You can go your own way, go your own way
You can call it another lonely day
…Another lonely day
You can go your own way, go your own way
You can call it another lonely day
You can go your own way


(Fleetwood Mac/ Wilson Phillips)


Perséfone ama Hades, comeu a romã, pertence ao mundo subterrâneo, das trevas.
Deméter sofre a sua perda cobrindo a terra do frio Inverno. Mas, Zeus, sensível às suas lágrimas, envia Perséfone para que tudo renasça.
Então, Perséfone volta sempre na Primavera para que os campos floresçam de novo.
Mas metade do seu coração fica com o amado, ao qual regressa para que o ciclo se cumpra.
Alegria e Tristeza, dualidade.

17.11.04

acordes



Hoje encontrei o Paulo. Virando a esquina dei de caras com os seus olhos grandes, doces, hesitando entre coser-se com as paredes e anunciar um olá de sorriso envergonhado.

Vertiginosa, a memória recuperou momentos esquecidos. De um grupo de amigos que decidira aprender as harmonias da dança, o Paulo representava o silêncio das pautas, escondido na contracapa dos passos executados até à exaustão. Partilhava o esvoaçar das valsas, a alegria do jive e a sensualidade do tango com o par que lhe fora atribuído, a Dolores. Cheia de uma vivacidade esfusiante, era o contraponto da insegurança, do trocar constante de ritmos e coreografias do Paulo.

As brincadeiras da dança, cumpriam um objectivo final, as competições entre as várias classes. E era um afã de cores, de escolha divertida de tecidos e fatos apropriados a cada dança. Mas havia a parte séria, conseguir decorar e executar na perfeição, as coreografias ensinadas pelos professores. E aí, não havia escolha, ou nos empenhavamos ou eramos excluídos. Mas tínhamos brio, e as noites prolongavam-se até os passos sairem correctos e o cansaço adormecer os corpos.

Dolores e Paulo dançavam o paso doble. E ele, a cada volta, parava, desistia. Ela, pegava-lhe na mão e, pacientemente, recomeçava. E assim até à noite da competição. Pouco antes de se ouvirem os acordes da dança, todos os pares já nos lugares que lhes tinham sido determinados, o Paulo, braços caídos, abana a cabeça e diz, não sou capaz, vou enganar-me. Dolores, linda e vistosa no colorido dos folhos e na flor vermelha refulgindo no cabelo louro, sacudiu-lhe os braços em fúria. Disse-lhe, vais dançar comigo e se te enganas apanhas um par de estalos no meio do salão. Silencioso, tímido no rodopiar, Paulo seguiu, todavia, o evoluir de Dolores. Não se enganou.

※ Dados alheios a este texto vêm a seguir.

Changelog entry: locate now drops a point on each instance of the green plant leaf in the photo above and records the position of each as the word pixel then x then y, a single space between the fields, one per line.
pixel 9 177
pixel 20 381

Depois de um breve instante, o sorriso surgiu, aberto, no rosto do Paulo. E o abraço que faltava acompanhou a memória desses dias de divertimento. No ar, conseguimos ouvir os acordes da amizade rodopiando ao som dos passos da valsa.

16.11.04

teias que prendem os afectos


michael morgan, december moon
Atrevesso a cidade, rasgo a noite e permaneço na incerteza. Nesse curto espaço entre a esperança e a descrença o olhar vagueia, vazio de sentido, procurando um ponto de referência. Sem perceber quais as teias que prendem os afectos.

O céu deixa-se aninhar na sombra, apenas o recorte da lua se destaca. Cativa o olhar, como promessa de amanhecer feliz, cortado por gestos de ternura. Não sei se esse sol brilhará mas, um outro, em fogo, retomará o curso inicial. Não interrompido, apenas saciado no suave espaço entre o respirar apressado e a suspensão momentânea da vida.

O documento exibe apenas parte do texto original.